La Caisse Desjardins de l’Érable a, de nouveau, consenti un appui financier avec une remise de 10 000 $. «La direction a accepté avec empressement de collaborer car la clientèle a besoin de vos services pour évoluer, pour avancer. Et on voit tous les efforts que vous faites», a exprimé le directeur général, Martin Ratté.
En 3 ans, la Caisse a versé 17 000 $ au CLDI.
Mais, pour poursuivre sa mission, le CLDI, comme l’affirme Céline Desautels, doit se dépasser et déborder des frontières régionales pour trouver du financement. «La formule que nous avons retenu, c’est l’organisation d’expéditions. Nous en avons effectué trois à ce jour, l’ascension du Kilimanjaro en 2006, le Yala Peak en 2008 et la marche à Compostelle en mai, cette année», a souligné Céline Desautels.
Trois expéditions qui ont regroupé 54 personnes.

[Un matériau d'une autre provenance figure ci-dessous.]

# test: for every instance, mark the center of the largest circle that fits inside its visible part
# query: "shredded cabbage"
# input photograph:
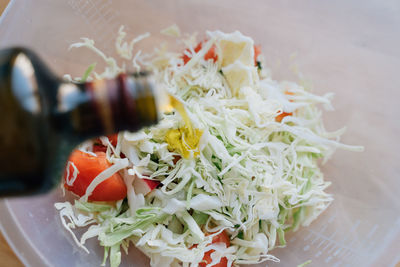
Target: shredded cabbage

Et l’aventure n’est certainement pas terminée. «Au printemps 2009, nous organisons la traversée de l’Île de la Réunion dans l’océan Indien. Les intéressés peuvent déjà s’y inscrire. Nous retournons au Kilimanjaro cet automne, puis nous répéterons, à l’automne 2009, la marche sur le chemin de Compostelle. Cette marche-là, destinée à un groupe restreint, aura un caractère spécial, humain», a promis la présidente du CLDI.
Depuis l’achat de la Maison du CLDI de l’Érable, l’organisme a vécu une importante évolution. «Tout a changé dans nos services, ça bouge constamment», a signalé Céline Desautels.
En 2007, la Maison du CLDI de l’Érable s’agrandissait. «On a consacré cette partie à l’enfance, a-t-elle noté. Depuis deux ans, on offre gratuitement un camp de jour, cinq jours par semaine, aux 0 à 16 ans, durant les mois de juillet et août.»
Le CLDI compte aussi 130 membres adultes qui circulent de façon régulière dans la maison, à raison de 6 jours par semaine.
Le CLDI propose des activités variées, des sorties d’intégration sociale et des services d’accompagnement personnalisé.
Sa mission consiste à favoriser l’intégration sociale, sans distinction, des personnes vivant avec une déficience intellectuelle.